もっともこれは、悠司たち二人が特殊なサンプルであって、幼馴染の二人が付き合うというのは割とありふれている話なのかもしれない、とも思えるのだ。少女漫画などでは、いつの間にか自分ですら気づかない内に気持ちが芽生えていて、何かのきっかけでそれに気がついて――などというパターンが多いようだが、仙代の場合はどうなのだろうか?
「あ、そういう漫画見たことある。クラスメートに頼まれて、幼馴染にラブレター渡したりするってやつでしょ?」
「そうそう! あとは親友に幼馴染を紹介したら、好きになっちゃったとかね」
「あ~、それって幼馴染の方が親友を好きになっちゃう場合もあるよね」
ちなみにこのパターンの話で幼馴染と親友が付き合い始めてしまうと、物語が泥沼方向に転がっていく可能性が割と高い。主人公が二人の背中を押していた場合はなおさらで、読み始めるには結構覚悟がいる。
それはさておき、幼い頃から一緒だった男女が共通の思い出をたくさん積み重ねていく中で、互いへの信頼や共感、場合によっては母性や依存心、独占欲などが複雑に絡まって、やがて恋愛感情へと昇華する――というのはありそうな話だ。しかし、仙代の場合、そうではないと断言できる。
「私はそういうのとは違うんだ。私がアッくんのことを意識し始めたのは、中二の五月からだよ」
「……ずいぶんはっきりしてるんだね。きっかけがあるの?」
「うん。……自分の中では衝撃的な出来事だったから、はっきりと、ね」
中学に入って部活動というモノが始まり、なんとな~くどこかしらの部活に所属しなくちゃいけないという空気があったとき、特に率先してやりたいことも無く、かといって敢えて帰宅部というアウトローな選択も取れなかった仙代は、陸上部にマネージャーとして入部するという選択をした。それは早見が中学に入ったら陸上部に入ると言っていたからで、マネージャーとして早見の手伝いをするのもいいんじゃないか、と思ったのだ。
そして翌年、早見が予告通り入部。仮入部期間も終わって正式に陸上部員となった五月のこと、早見が部内の記録会に出場したのだ。
「それで勝った早見君を見て、キュンと来ちゃった?」
「ブー、違いまーす。負けちゃった。……っていうか成長期真っ只中の中学生で、一年が上級生に勝つのは難しいよ」
もっとも一年の中では文句なしの一位であり、二年生の幾人かよりはいいタイムを出していたので、十分よい成績だったと言っていい。
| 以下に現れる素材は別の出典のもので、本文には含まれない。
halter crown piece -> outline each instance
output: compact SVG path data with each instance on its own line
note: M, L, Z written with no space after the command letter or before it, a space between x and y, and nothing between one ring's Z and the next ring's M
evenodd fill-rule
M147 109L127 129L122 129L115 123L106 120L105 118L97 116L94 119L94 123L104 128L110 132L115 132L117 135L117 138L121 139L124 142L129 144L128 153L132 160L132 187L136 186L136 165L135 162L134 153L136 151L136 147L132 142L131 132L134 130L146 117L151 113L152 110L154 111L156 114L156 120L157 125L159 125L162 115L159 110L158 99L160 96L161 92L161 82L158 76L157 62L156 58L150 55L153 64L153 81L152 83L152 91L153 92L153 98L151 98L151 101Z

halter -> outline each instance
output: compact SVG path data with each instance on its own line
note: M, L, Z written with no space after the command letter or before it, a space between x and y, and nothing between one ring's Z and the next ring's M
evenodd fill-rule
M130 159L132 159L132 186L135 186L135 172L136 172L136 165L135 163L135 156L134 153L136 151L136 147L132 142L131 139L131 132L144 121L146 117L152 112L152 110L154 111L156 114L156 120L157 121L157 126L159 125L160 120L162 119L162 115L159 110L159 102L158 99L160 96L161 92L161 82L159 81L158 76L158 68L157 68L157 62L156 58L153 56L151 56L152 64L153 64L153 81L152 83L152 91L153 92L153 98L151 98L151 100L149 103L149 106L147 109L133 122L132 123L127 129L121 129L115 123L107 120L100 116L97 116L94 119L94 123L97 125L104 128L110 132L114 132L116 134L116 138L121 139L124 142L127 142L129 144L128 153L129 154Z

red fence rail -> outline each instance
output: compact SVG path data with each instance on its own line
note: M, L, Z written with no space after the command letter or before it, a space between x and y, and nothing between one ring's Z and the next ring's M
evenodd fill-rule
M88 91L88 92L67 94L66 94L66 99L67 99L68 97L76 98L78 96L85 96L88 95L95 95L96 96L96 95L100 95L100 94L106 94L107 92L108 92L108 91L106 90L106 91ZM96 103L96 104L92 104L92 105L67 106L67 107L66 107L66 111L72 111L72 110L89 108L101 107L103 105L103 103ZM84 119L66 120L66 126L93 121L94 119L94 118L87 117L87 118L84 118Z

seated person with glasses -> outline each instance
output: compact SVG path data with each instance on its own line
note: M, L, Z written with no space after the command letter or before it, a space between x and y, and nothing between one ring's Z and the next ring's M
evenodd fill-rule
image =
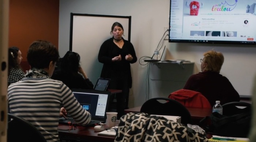
M80 66L79 54L68 51L60 62L60 69L54 71L52 79L61 81L71 89L94 89L93 84Z
M191 75L183 89L199 92L208 100L212 107L215 101L222 104L240 101L239 94L229 79L220 74L224 62L222 53L210 50L200 60L202 72Z
M11 84L7 90L10 113L35 126L48 142L60 141L57 130L60 117L65 117L68 113L84 125L91 117L66 85L49 78L59 58L58 50L52 44L34 42L27 55L31 68L25 78Z

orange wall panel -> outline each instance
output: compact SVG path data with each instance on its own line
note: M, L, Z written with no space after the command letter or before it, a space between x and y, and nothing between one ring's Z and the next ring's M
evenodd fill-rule
M10 0L8 46L20 48L22 61L35 40L58 48L59 7L59 0Z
しかし早見にとっては相手が上級生であろうとそんなことは関係なく、本当に悔しそうにしていた。
レースの後、中腰で膝に手を当て、荒い息を吐いて悔しさを滲ませた表情をする早見の横顔を見た時、仙代は本当に突然、早見は自分とは違う異性なのだと気付いたのだ。よく漫画などでピシャーンと雷が落ちるような表現を見るが、それはこういう事なのかと思う程の衝撃だった。
物心つく前から一緒だった二人の間には、ある意味で性別がなかった。友達というよりも姉弟に近く、一緒にお風呂に入ったことだってあるし、互いの部屋に遊びに行くのにも何の抵抗もなかった。
仙代が中学生になり、ほぼ一年に渡ってやや疎遠になるという間をおいてから、早見の普段はあまり見られない闘争心や負けず嫌いな一面を見るという段階を経てようやく、彼の中に異性を感じたのである。
「……たぶん、中一の頃はあんまり会えなくて、いきなりアッくんが成長したように見えてたっていうのも大きかったんじゃないかなー」
「そっかぁ、それでいきなり見た男の子の顔にコロッといっちゃったんだ?」
「うーん、まあ、そうかもだけど……、その表現はちょっと嫌だー。なんだかスッゴイ恋愛体質のオンナ、みたいじゃない?」
「あはは。……でもそっか、ずっと弟みたいに思っていた人を好きになるのには、やっぱりそれなりのきっかけがあるんだね」
「私の場合はね。ただ、その“ずっと”っていうのが長すぎちゃったから、踏み出す勇気がなかなか…………ね」
「あ~……、それは私にも分かるような気がする」
――にも関わらず踏み出そうと思ったのは、夏休みが開けて選挙で香奈が生徒会長になれば、仙代は陸上部を辞めて生徒会の手伝いをすると決めているからだ。早見への気持ちが大きくなってしまった今、同じ学校に通っているのに疎遠になってしまうというのは、ちょと耐えられそうにない。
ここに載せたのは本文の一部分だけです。